Leonhart has already shown where she stands on the issue of respecting state medical marijuana laws. When asked directly about marijuana this week as she addressed questions from members the Senate Judiciary Committee. Leonhart said: “I have seen what marijuana use has done to young people, I have seen the abuse, I have seen what it’s done to families. It’s bad,…If confirmed as administrator, we would continue to enforce the federal drug laws…. the social costs from drug abuse, especially from marijuana,…Legalizers say it will help the Mexican cartel situation; it won’t. It will allow states to balance budgets; it won’t. No one is looking [at] the social costs of legalizing drugs.”, reports the Daily Caller.
She has overseen dozens of federal raids on dispensaries, growers, and potency testing laboratories that are following state law — in direct violation of the Obama Administration’s own written policies. Please contact officials to voice concern over Obama’s nomination of Ms. Leonhart. You can do that here.

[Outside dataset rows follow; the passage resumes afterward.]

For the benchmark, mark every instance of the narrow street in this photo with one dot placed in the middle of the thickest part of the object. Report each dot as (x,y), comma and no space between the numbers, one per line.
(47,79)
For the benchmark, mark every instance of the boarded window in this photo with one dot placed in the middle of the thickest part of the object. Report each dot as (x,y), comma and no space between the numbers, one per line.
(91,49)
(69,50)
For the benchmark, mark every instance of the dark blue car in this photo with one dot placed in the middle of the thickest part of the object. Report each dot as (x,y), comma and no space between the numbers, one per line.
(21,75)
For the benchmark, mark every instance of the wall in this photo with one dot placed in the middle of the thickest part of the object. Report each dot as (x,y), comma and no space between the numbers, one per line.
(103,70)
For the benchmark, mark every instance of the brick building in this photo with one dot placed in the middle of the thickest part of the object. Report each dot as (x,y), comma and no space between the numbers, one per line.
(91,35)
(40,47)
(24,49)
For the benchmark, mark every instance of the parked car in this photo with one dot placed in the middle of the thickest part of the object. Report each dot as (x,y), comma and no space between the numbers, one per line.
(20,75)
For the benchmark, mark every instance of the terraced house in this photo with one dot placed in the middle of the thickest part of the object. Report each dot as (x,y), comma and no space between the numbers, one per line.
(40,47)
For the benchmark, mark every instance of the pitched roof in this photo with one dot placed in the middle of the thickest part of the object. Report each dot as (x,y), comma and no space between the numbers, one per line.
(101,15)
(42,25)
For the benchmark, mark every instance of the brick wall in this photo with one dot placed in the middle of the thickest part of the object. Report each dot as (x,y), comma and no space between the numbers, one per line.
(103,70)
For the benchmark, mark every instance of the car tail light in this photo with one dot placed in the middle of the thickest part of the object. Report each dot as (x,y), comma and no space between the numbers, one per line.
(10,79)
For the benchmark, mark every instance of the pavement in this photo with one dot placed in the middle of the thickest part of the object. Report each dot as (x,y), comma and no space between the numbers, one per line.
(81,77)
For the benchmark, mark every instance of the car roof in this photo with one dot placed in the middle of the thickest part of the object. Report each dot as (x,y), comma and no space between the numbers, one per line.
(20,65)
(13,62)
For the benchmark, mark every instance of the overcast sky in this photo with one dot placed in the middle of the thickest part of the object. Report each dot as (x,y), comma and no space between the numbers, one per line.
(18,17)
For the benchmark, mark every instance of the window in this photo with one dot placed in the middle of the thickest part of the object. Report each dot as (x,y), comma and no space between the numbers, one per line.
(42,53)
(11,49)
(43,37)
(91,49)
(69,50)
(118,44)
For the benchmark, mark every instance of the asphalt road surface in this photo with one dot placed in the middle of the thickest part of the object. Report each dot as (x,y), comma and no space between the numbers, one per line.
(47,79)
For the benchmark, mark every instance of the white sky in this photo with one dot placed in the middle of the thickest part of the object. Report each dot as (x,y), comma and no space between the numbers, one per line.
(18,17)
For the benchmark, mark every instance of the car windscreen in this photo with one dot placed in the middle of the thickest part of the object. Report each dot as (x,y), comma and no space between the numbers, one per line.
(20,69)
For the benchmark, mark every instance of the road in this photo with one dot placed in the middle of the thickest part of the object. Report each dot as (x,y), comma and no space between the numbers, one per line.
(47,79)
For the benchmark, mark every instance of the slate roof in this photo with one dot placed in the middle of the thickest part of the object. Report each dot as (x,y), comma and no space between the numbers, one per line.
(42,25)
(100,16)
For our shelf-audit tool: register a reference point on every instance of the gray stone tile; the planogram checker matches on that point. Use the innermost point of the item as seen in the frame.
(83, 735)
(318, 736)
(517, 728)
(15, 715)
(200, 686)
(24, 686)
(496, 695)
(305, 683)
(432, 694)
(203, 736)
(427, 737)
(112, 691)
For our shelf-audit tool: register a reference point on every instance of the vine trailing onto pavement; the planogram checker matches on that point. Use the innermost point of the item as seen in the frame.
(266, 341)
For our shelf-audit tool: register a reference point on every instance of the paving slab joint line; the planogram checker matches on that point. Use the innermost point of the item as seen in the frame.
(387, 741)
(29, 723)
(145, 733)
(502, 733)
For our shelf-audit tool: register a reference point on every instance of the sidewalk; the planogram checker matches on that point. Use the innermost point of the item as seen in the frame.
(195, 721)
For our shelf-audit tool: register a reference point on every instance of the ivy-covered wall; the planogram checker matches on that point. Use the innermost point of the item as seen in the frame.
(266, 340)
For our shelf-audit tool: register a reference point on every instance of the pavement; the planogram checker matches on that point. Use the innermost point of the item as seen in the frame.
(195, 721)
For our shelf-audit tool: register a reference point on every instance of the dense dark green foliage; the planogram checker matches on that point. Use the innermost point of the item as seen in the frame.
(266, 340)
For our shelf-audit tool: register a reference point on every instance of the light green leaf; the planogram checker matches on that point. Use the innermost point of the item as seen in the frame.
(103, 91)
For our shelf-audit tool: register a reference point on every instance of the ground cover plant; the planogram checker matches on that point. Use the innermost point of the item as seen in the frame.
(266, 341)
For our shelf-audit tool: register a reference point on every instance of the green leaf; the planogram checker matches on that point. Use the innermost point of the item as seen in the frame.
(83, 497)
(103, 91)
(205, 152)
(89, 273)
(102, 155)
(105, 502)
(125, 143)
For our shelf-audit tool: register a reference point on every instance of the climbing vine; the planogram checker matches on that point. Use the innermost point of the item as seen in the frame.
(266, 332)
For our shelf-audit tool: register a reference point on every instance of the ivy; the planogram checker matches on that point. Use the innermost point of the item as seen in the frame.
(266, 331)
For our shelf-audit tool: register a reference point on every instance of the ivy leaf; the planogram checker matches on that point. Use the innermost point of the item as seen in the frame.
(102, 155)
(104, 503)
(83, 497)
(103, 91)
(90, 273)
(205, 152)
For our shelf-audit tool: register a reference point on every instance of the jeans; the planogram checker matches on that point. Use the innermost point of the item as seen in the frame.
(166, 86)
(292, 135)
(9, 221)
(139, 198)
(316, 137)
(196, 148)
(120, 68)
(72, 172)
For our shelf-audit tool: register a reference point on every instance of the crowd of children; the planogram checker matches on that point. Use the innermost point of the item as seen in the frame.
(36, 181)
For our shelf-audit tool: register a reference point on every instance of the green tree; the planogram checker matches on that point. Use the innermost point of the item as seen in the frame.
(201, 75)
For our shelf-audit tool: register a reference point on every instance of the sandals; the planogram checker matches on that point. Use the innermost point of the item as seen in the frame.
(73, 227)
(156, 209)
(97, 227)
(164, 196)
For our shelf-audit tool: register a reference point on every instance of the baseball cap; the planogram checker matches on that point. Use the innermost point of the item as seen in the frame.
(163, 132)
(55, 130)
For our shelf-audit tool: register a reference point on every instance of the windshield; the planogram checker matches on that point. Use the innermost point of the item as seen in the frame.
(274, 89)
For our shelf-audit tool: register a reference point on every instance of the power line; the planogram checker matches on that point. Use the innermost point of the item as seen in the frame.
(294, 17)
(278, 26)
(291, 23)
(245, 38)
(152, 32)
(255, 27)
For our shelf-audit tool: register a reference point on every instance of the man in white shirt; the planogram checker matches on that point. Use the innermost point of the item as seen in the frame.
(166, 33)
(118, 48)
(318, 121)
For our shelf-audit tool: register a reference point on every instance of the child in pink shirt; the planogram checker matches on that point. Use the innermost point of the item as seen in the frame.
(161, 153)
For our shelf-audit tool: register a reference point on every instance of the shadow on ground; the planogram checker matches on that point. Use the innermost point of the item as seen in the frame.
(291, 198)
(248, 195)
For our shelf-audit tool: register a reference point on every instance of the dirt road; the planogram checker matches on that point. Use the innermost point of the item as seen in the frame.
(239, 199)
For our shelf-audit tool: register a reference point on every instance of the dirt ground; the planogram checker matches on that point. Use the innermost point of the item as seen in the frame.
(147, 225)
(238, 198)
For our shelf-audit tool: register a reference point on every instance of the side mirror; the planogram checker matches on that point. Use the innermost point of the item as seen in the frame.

Medical debate over marijuana- especially smoked marijuana- is complex and often polarizing. Importantly, in November 2009, The American Medical Association reversed it’s 72 year old policy that marijuana has no medicinal benefits and urged that marijuana’s status and federal Schedule I controlled substance be reviewed (Schedule I is a drug of abuse with “no accepted medical use.” Heroin and ecstasy are also Schedule I).
The change of position by the largest physician-based group in the country was precipitated in part by a resolution adopted in June of 2008 by the Medical Student Section (MSS) of the AMA in support of the reclassification of marijuana’s status as a Schedule I substance. The last AMA position, adopted 9 years ago, called for maintaining marijuana as a Schedule I substance, with no medical value. The latest AMA vote on the report took place in Houston, Texas during the organization’s annual Interim Meeting of the House of Delegates November 2009, reports Opposing Views.
“It’s been 72 years since the AMA has officially recognized that marijuana has both already-demonstrated and future-promising medical utility,” said Sunil Aggarwal, Ph.D., the medical student who spearheaded both the passage of the June 2008 resolution by the MSS and one of the CSAPH report’s designated expert reviewers. “The AMA has written an extensive, well-documented, evidence-based report that they are seeking to publish in a peer-reviewed journal that will help to educate the medical community about the scientific basis of botanical cannabis-based medicines.” Aggarwal is also on the Medical & Scientific Advisory Board of Americans for Safe Access (ASA), the largest medical marijuana advocacy organization in the U.S.
The purpose of the AMA’s recommendation to review the scheduling of cannabis was “with the goal of facilitating the conduct of clinical research and development of cannabinoid-based medicines.” The AMA regard the state-by-state, patchwork systems that have been established for medical marijuana as “woefully inadequate” in providing the safeguards that would normally apply in the appropriate clinical use of psychoactive substances.
Personally, I think it’s “woefully inadequate” that only fifteen states have a compassionate use program in place, and I’m very glad I happen to live in one of them! In the Bay Area, when it comes to cannabis, I feel like we know what we’re doing; and medical cannabis advocates believe that most dispensaries sell a safe product. That being said, in California, where we are lucky to live, the cannabis industry is thinking about standardization as well- without federal permission or guidelines! Companies like Steep Hill and Sparc, have begun testing and analyzing cannabis strains for levels of CBD, THC and the presence of molds and other toxins. Where government and healthcare organizations have failed to establish a legal framework for cannabis testing, dispensaries and labs operating on the fringe of the law have stepped in and are creating, from scratch, ways to analyze the plant and find ways to ensure the safety of a product designated for medicinal use.
You can read the full findings and recommendations of the AMA here.
The Coalition for Rescheduling Cannabis includes the American Alliance for Medical Cannabis, Americans forSafe Access (ASA), California NORML, the Drug Policy Forum of Texas, High Times, the National Organization for the Reform of Marijuana Laws (NORML), New Mexicans for Compassionate Use, Oakland Cannabis Buyers Cooperative, and Patients Out of Time.